Just because you can, does that mean you should? The answer to that is that it very much depends on your individual circumstances, and you should always take expert advice before drawing on your pension pot, because getting it wrong can dramatically affect your financial health later in life.
One important aspect is that even if you have accessed your pension pot, you are still able to work, and indeed you can still contribute to your pension and take advantage of the tax benefits of doing so (although the amount you are able to contribute each year is reduced).
When the time comes to draw on your pension, there are a number of options, the main three of which are taking a lump sum (up to 25% of the value of your pension pot is tax free, to a maximum of £268,275), buying an annuity or Flexible income drawdown.
An annuity gives you a guaranteed yearly income for the rest of your life – and the rest of your spouse’s life if you choose that option. You can choose to have this amount rise each year to help counter inflation. The advantage is clear: you will receive a guaranteed income. The downside is that the annuity dies with you (or on the second death in the case of a joint annuity). Some people choose to take all their pension savings in this way; others choose to take part this way and part more flexibly.

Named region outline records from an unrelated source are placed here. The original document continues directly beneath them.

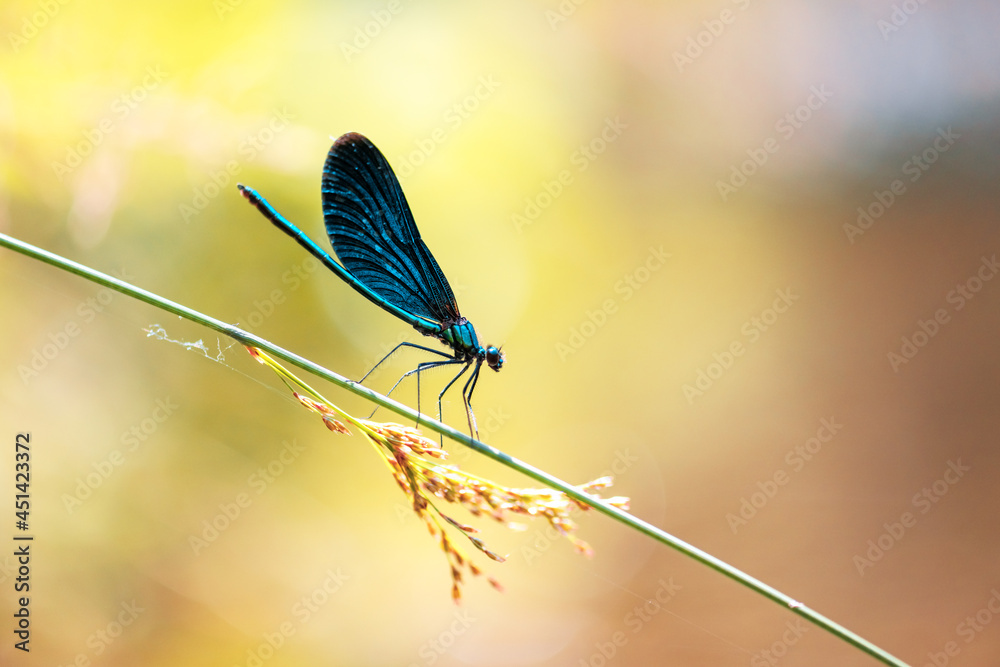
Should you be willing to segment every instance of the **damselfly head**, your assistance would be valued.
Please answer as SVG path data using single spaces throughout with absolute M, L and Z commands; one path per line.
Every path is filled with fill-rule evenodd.
M 486 365 L 495 371 L 499 371 L 503 367 L 504 356 L 500 348 L 493 347 L 490 345 L 486 348 Z

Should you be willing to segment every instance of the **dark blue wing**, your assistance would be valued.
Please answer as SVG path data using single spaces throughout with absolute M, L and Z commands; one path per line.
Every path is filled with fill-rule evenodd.
M 360 134 L 343 135 L 326 156 L 323 218 L 341 263 L 381 298 L 445 327 L 461 318 L 396 175 Z

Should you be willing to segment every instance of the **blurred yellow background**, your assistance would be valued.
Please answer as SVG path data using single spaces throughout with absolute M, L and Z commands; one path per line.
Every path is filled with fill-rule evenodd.
M 359 378 L 436 343 L 235 185 L 326 246 L 330 137 L 361 132 L 504 346 L 475 396 L 489 444 L 574 483 L 611 472 L 636 515 L 907 662 L 996 664 L 998 18 L 5 2 L 0 231 Z M 35 535 L 24 654 L 5 509 L 4 665 L 874 664 L 597 515 L 591 560 L 478 521 L 507 590 L 471 581 L 456 607 L 384 465 L 239 346 L 7 250 L 0 312 L 0 505 L 30 432 Z M 422 378 L 424 405 L 450 377 Z

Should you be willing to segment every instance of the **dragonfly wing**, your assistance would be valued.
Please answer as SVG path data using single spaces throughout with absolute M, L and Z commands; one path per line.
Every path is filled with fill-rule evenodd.
M 323 218 L 341 263 L 381 298 L 443 326 L 461 318 L 396 175 L 360 134 L 343 135 L 326 156 Z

Income drawdown sees your pension pot left invested, allowing you to draw lump sums or income as you need it. This can be more flexible than an annuity, should, for example, you continue to work part-time in the early years of your retirement. Whatever is left when you die forms part of your estate and will pass to your heirs – although from April 2027, pensions are expected to be subject to inheritance tax. The downside is that you will remain exposed to investment risk, and there is no guarantee that your pension pot will be sufficient to provide you with an income for the rest of your life.
It's complicated, and will be different for every individual. That is why taking tailored advice is so important.